This problem was originally observed in [#974552](https://lists.debian.org/974552) and is the one that motivated the issuance of the moratorium.
Since the moratorium came into effect and file moves have been prevented, no new cases surfaced.
Had the moratorium been lifted for the bookworm release, we know that problems would have been caused in a small two-digit number of cases.
[For instance](https://lists.debian.org/20230426223406.GB1695204@subdivi.de), `/lib/systemd/system/dbus.socket` could have been canonicalized while it has been moved from `dbus` to `dbus-system-bus-common`.
There is an [artificial test `case1.sh` demonstrating the problem](https://lists.debian.org/20230425190728.GA1471384@subdivi.de).

P2: Missing triggers
--------------------

When packages declare a `dpkg` file trigger interest in a location that is subject to aliasing without also declaring interest in the other location, a trigger may not be invoked even though that was expected behavior.
No issue arises when a file trigger is declared on a canonical location and all packages are shipping their files in that canonical location.
However, when the trigger is declared for an aliased location and packages move their files to the canonical location, triggers can be missed.

This problem is also currently being prevented by the moratorium.
Had the moratorium been lifted for the bookworm release, we know that problems would have been caused in two cases.
The `runit` and `udev` packages declare an interest to aliased locations and would start missing trigger invocations when canonicalizing files in other packages.

P3: Ineffective diversions
--------------------------

When a package uses `dpkg-divert` to displace a file from another package, the diverted location may have become aliased due to the `/usr`-merge.
If a package whose files are being diverted were to canonicalize its files, such a diversion were to become ineffective.
As a result, the content of the affected file were to be dependent on the order of unpacks.

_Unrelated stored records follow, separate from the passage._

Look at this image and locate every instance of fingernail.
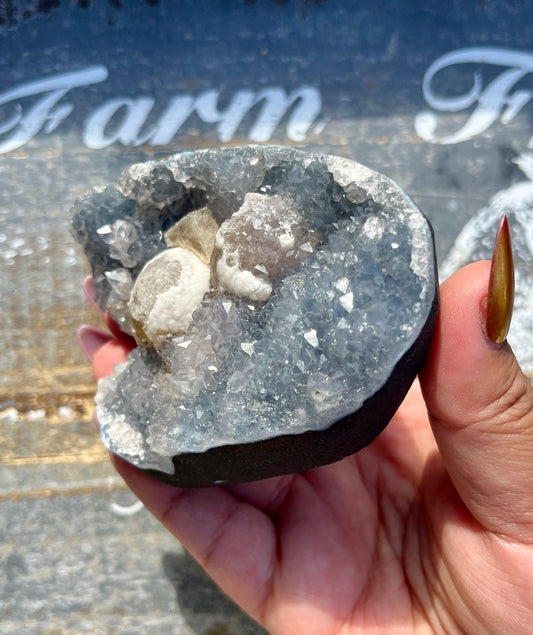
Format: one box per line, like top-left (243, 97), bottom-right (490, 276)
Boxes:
top-left (486, 214), bottom-right (514, 344)
top-left (82, 276), bottom-right (100, 310)
top-left (77, 324), bottom-right (113, 361)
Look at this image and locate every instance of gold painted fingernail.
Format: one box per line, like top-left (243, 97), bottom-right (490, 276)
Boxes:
top-left (486, 214), bottom-right (514, 344)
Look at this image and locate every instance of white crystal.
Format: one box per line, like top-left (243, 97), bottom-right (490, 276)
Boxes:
top-left (339, 292), bottom-right (354, 312)
top-left (362, 216), bottom-right (385, 242)
top-left (105, 268), bottom-right (133, 299)
top-left (240, 342), bottom-right (255, 356)
top-left (304, 329), bottom-right (319, 348)
top-left (278, 232), bottom-right (295, 251)
top-left (104, 220), bottom-right (140, 268)
top-left (333, 277), bottom-right (350, 293)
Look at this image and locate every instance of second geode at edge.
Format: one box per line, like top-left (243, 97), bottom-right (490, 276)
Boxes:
top-left (71, 146), bottom-right (438, 487)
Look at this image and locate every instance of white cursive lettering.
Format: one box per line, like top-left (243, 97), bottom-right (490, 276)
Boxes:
top-left (415, 47), bottom-right (533, 145)
top-left (0, 67), bottom-right (323, 154)
top-left (0, 67), bottom-right (108, 154)
top-left (83, 97), bottom-right (156, 149)
top-left (83, 85), bottom-right (322, 149)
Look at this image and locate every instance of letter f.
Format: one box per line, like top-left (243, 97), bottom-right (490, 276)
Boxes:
top-left (0, 66), bottom-right (108, 154)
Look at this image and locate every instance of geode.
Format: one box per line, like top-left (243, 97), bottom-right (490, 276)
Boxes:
top-left (71, 146), bottom-right (438, 487)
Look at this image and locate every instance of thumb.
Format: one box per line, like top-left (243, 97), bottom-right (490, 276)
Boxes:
top-left (420, 260), bottom-right (533, 541)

This problem is also currently being prevented by the moratorium.
Had the moratorium been lifted for the bookworm release, we know that problems would have been caused in a small two-digit number of cases.
[For instance](https://lists.debian.org/20230428080516.GA203171@subdivi.de), `zutils` diverts files from `gzip` below `/bin` and a number of packages such as `molly-guard` divert power management tools such as `/sbin/reboot`.

Beyond diversions issued by packages, local diversions added by an administrator may also become ineffective.

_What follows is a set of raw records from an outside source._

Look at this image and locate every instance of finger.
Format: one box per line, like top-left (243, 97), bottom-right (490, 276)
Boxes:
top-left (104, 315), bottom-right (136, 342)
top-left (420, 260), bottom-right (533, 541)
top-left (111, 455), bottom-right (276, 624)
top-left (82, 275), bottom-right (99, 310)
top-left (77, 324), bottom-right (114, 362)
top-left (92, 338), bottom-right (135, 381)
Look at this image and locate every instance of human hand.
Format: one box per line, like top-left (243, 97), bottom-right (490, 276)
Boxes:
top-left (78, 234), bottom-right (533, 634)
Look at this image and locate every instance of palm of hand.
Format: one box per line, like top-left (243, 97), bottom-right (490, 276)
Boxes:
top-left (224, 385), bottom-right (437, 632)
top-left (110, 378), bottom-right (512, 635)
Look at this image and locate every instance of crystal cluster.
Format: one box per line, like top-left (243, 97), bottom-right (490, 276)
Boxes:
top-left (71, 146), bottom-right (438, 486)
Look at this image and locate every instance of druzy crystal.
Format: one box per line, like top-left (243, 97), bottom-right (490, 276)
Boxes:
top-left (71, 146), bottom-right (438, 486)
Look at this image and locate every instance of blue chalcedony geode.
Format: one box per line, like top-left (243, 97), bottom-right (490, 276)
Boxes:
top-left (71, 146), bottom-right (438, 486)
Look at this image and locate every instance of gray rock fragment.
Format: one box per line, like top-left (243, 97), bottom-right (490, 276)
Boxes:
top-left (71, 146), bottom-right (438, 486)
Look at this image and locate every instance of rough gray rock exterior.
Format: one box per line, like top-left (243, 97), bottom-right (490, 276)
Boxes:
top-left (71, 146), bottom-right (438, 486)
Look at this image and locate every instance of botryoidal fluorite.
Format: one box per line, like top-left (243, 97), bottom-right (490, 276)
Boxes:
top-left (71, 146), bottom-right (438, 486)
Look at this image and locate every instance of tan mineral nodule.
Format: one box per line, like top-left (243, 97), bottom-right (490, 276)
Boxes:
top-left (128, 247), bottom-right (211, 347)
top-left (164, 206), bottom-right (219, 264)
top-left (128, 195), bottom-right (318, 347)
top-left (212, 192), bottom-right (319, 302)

P4: Disagreeing alternatives
----------------------------

When packages use `update-alternatives`, the alternative location or one of its providers may refer to an aliased location.
As packages move files to their canonical locations, they might want to move their provided alternatives as well.
Just replacing the location in the `update-alternatives --install` invocation is actively harmful in this case as the aliased location would not be removed.
If it were to be removed, a user configuration may inadvertently be deleted unless care is taken to preserve it.

Similarly, we may want to canonicalize the location of the alternative itself.
If it were just moved, `update-alternatives` would have two seemingly distinct alternatives that conflict with one another.
If such a move is desired, it must be carefully coordinated among all alternative providers.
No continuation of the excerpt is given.